§ Mr. Carrington
To ask the Secretary of State for Health what action she is taking to improve the effect of the day care registration system introduced in the Children Act 1989; and if she will issue more guidance to local authorities on this subject.
§ Mr. Yeo
A circular LAC(93)1 has been issued today to local authorities in England urging them to use the discretion that the legislation allows them to be less rigid in their approach to the regulation of private and voluntary day care services and childminders and to work to encourage increases in the supply of these services. Copies have been placed in the Library.

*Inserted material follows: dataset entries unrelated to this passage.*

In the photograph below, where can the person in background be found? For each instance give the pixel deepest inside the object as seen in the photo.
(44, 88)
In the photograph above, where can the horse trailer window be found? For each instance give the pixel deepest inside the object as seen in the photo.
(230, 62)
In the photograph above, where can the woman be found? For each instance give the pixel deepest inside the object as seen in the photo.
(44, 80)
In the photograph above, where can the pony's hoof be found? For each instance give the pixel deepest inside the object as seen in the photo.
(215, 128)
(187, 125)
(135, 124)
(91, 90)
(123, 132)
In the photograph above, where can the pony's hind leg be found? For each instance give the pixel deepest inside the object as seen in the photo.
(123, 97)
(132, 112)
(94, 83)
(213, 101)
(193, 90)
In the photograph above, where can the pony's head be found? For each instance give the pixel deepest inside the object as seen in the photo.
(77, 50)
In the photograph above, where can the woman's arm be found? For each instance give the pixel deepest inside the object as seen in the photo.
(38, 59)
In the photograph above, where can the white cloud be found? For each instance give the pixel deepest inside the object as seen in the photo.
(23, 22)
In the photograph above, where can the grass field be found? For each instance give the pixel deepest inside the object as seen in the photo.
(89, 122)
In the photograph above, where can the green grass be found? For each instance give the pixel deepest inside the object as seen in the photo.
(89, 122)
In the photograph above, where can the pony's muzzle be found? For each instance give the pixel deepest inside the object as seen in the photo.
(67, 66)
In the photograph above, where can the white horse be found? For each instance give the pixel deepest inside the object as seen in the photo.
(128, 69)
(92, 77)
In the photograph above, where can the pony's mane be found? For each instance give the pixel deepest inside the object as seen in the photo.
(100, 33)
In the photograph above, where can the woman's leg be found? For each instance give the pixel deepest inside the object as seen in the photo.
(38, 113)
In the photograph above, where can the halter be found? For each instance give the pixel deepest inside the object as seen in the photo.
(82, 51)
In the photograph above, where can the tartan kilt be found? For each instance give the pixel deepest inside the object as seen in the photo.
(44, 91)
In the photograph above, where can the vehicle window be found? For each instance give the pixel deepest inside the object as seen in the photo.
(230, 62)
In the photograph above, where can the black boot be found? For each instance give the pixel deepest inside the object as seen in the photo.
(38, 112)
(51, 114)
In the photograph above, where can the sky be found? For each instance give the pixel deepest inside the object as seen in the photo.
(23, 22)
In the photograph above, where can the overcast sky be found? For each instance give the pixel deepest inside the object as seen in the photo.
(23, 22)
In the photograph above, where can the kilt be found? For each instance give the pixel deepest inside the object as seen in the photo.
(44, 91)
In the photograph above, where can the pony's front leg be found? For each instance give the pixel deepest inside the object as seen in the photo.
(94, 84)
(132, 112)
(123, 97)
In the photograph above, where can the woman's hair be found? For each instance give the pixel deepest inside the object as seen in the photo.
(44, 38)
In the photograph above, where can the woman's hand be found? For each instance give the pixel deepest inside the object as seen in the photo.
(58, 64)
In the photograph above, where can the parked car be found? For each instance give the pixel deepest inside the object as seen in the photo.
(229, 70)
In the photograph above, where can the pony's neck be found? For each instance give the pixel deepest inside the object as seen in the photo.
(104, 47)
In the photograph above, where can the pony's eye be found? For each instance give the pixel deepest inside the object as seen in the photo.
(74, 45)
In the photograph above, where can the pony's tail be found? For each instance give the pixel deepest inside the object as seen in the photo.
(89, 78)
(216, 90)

The circular sets a new climate for providers and registration authorities, emphasising that, in the interests of children and families, authorities must strike the right balance between ensuring standards and encouraging development of provision. In particular, authorities are reminded, first, that underlying the legislation is a presumption that registration should be granted unless the authority has good reason not to register; and, secondly, that the standards set in the Department of Health's earlier guidance are not legally prescriptive. They are points of reference to be taken into account by the registering authority in deciding whether an applicant and his/her premises are fit for the care of young children and, if they are to be registered, what conditions should be imposed.
The circular also announces that the Government propose to amend the Food Premises (Registration) Regulations 1991 to exempt childminders registered under the Children Act 1989 from the requirement also to register their premises with Environmental Health Departments.